U.S. Air Force looks to train pilots for hi-tech threats
NELLIS AIR FORCE BASE, Nevada — For over a decade US fighter pilots have become accustomed to “owning the sky” in wars against insurgents who have no air defenses, but now the air force is trying to get back to basics reminding pilots how to fly against a sophisticated enemy.
In the desert outside Las Vegas, the US Air Force is reminding pilots how to fly against an enemy with fighter jets, surface-to-air missiles and satellite jammers.
Traditional combat skills have gotten “a little rusty,” said Steve Imonti, a former fighter pilot who helps oversee simulated air battles out of Nellis Air Force Base.
If a pilot goes three years or more without attending the “red flag” mock battles at Nellis, “then you see that rust really start to build up,” said Imonti, director of programs and evaluation for the 414th Combat Training Squadron.
American pilots have become adept at precision air strikes in Iraq and Afghanistan, with a handful of planes circling over a single target after receiving a call for air power from troops on the ground.
With the United States withdrawing most of its combat troops from Afghanistan by the end of 2014, senior commanders are anxious for crews to train for operations other than close air support, officials said.
Military leaders want pilots from all the services to spend more time training for large-scale assaults in a “contested environment,” where US air superiority is not a given and where batteries of anti-aircraft missiles pose a lethal threat.
“When we pull out of Afghanistan, we will have an increase here” at Nellis, said Colonel Chip Thompson, chief of the vast range just north of Las Vegas where the red flag exercises take place.
“The goal is, I want every lieutenant within his first two years to go to a red flag,” he said, instead of the current average of about three years. “So that when you go to war, you’ve seen it before.”
At red flag, pilots on a “blue team” face off against a hostile “red” fleet of fighters that employ tactics drawn from intelligence reports on Iran, China and other potential adversaries.
Instead of insurgents equipped with AK-47s and roadside bombs, the red team is well-armed, with an array of simulated surface-to-air missiles and the ability to jam radar, disrupt radio communications and disable computer networks at a command center.
Although officers insist the red side represents a generic enemy, the scenarios and targets often closely resemble real world armies, particularly Iran.
The red flag exercises started in 1975 after American pilots suffered heavy losses in Vietnam, where the “kill ratio” was 2:1, much worse than in previous conflicts.

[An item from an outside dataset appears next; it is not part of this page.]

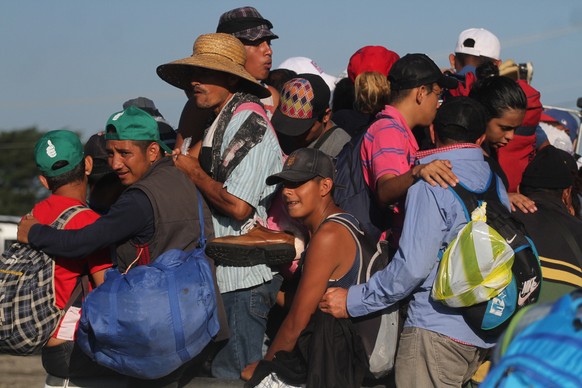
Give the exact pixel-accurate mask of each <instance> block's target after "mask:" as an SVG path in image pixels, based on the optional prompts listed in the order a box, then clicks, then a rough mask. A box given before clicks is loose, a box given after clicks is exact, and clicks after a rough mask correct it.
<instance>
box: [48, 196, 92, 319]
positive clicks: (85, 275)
mask: <svg viewBox="0 0 582 388" xmlns="http://www.w3.org/2000/svg"><path fill="white" fill-rule="evenodd" d="M85 210H89V208H88V207H87V206H82V205H75V206H71V207H69V208H67V209H65V210H64V211H63V212H62V213H61V214H60V215H59V216H58V217H57V219H56V220H55V221H53V223H52V224H51V226H52V227H53V228H57V229H64V228H65V226H66V225H67V224H68V223H69V221H70V220H72V219H73V217H75V216H76V215H77V214H79V213H80V212H82V211H85ZM81 295H82V296H83V298H84V297H85V296H87V295H89V275H87V274H84V275H81V276H79V277H78V278H77V285H76V286H75V288H74V289H73V292H72V293H71V297H70V298H69V300H68V301H67V304H66V305H65V307H64V309H63V311H65V312H67V310H69V308H70V307H71V306H72V305H73V304H75V302H77V300H78V299H79V297H80V296H81Z"/></svg>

Senior officers decided pilots needed more realistic training that would convey the intensity of aerial combat, as statistics showed if airmen could survive their first 10 sorties, their chances of survival dramatically improved.
“When you’re flying around and you look over and see a smoke trail coming at you, it’s OK to have your pucker factor as long as it occurs at red flag,” said Lieutenant Colonel Brian Morrison, deputy commander of the 57th Adversary Tactics Group.
“So that when it actually happens in combat, you’re saying, ‘I’ve been there and done this,'” he said.
After the end of the Cold War, the red flag exercises were scaled back, and drills held at bases overseas were scrapped.
But the exercise got a new lease on life starting in 2005, with the Air Force adding mock surface-to-air missiles (SAM) and space and cyber warfare units.
At this month’s red flag, young US pilots, along with crews from the United Arab Emirates and Colombia, woke every day to a briefing on a daunting new mission involving dozens of aircraft, including F-15 and F-16 fighters, B-1 and B-52 bombers, A-10 ground attack planes, aerial refueling tankers, unmanned drones and early warning radar aircraft.
In day and night time battles, they faced off against US pilots flying F-15 and F-16 fighter jets painted in camouflage resembling the patterns on Russian warplanes.
The red team pilots are part of dedicated “aggressor” squadrons that work full-time at emulating tactics of potential enemies, based on the latest intelligence analysis from spy agencies.
Commanders are also increasingly adding simulated underground targets to red flag scenarios, officials said, training pilots on techniques that might be required if the United States moves to take out buried nuclear sites in North Korea or Iran.
“Underground targets are becoming more of a factor, especially with Iran, North Korea scenarios,” Thompson said. “These are very hard to find, hard to destroy.”